Draycott described the litany of incidents over the past two years: her shower’s cold water being disconnected so she was subsequently scalded; vandalism in the women’s restroom that included urination on the toilet seats, sink and walls and snipping of wires to the speaker that alerts firefighters to emergency calls; and a colleague saying he didn’t want to sit with “the riffraff” when declining to sit at her table.

She also described superiors forcing her to take and score highly on exams after being off work for extended periods while her male coworkers who were off longer did not have to demonstrate such re-entry skills.

She said she made frequent complaints about the abuse, but it never changed.

Draycott said she feels like “a rubber band that’s been wound too tight” because of the stress the past two years. But she also said she’s intent on returning to her job at Station 54. “I’m not going to let them run me out of my station,” vowed Draycott, the holder of a black belt in karate. “They’re not going to succeed.”

Draycott’s husband had planned to retire from police work while his wife continued to work as a firefighter. Now, he said, the plan is uncertain.

“I’m very angry, very concerned about my wife, concerned about her career,” Jason Draycott told the Chronicle earlier Wednesday. “She wants to go back to work. That’s what she plans, but reality sometimes can be something else.”

Keyes, however, said she doesn’t want to go back to “that station. I want to be transferred.”

“I’m risking my life to save other lives,” said Keyes, describing herself as afraid in her own house. “I have to worry about my co-workers writing ‘die’ on my family’s photos. I worked too hard to get where I am ... for them to drag me back down.”

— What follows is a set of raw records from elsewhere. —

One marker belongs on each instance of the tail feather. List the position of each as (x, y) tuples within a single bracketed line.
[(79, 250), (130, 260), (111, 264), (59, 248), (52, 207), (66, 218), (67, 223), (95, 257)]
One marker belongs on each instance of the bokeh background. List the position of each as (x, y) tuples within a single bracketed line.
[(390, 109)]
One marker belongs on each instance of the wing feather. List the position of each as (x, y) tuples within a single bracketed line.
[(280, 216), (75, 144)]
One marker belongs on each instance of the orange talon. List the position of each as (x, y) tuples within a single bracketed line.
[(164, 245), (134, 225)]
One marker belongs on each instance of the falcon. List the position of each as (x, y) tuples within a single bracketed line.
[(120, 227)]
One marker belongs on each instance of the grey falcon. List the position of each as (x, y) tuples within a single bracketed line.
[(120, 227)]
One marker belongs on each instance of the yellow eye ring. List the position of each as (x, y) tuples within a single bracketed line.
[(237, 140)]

The racial epithets broadcast Wednesday did not come from any of the department’s registered radios, each of which has a unique tracking number, said Boriskie.

The segment, containing a vulgar message directed at blacks, has been referred to the city’s office of the inspector general and the Federal Communications Commission.

‘Inherent problem’
City Council members Wednesday expressed outrage over the incidents.

“An isolated incident is one isolated incident, but when an isolated incident becomes a pattern, you may have an inherent problem in the department,” said Councilman Jarvis Johnson, who has called for a citywide zero-tolerance policy on racism. Outside investigators may be warranted, he said.

Despite her determination to return to the station, Draycott admitted that the abuse has taken its toll.

“I used to be so proud to be a Houston firefighter,” she said. “I used to have a firefighter decal on my car. I don’t anymore.”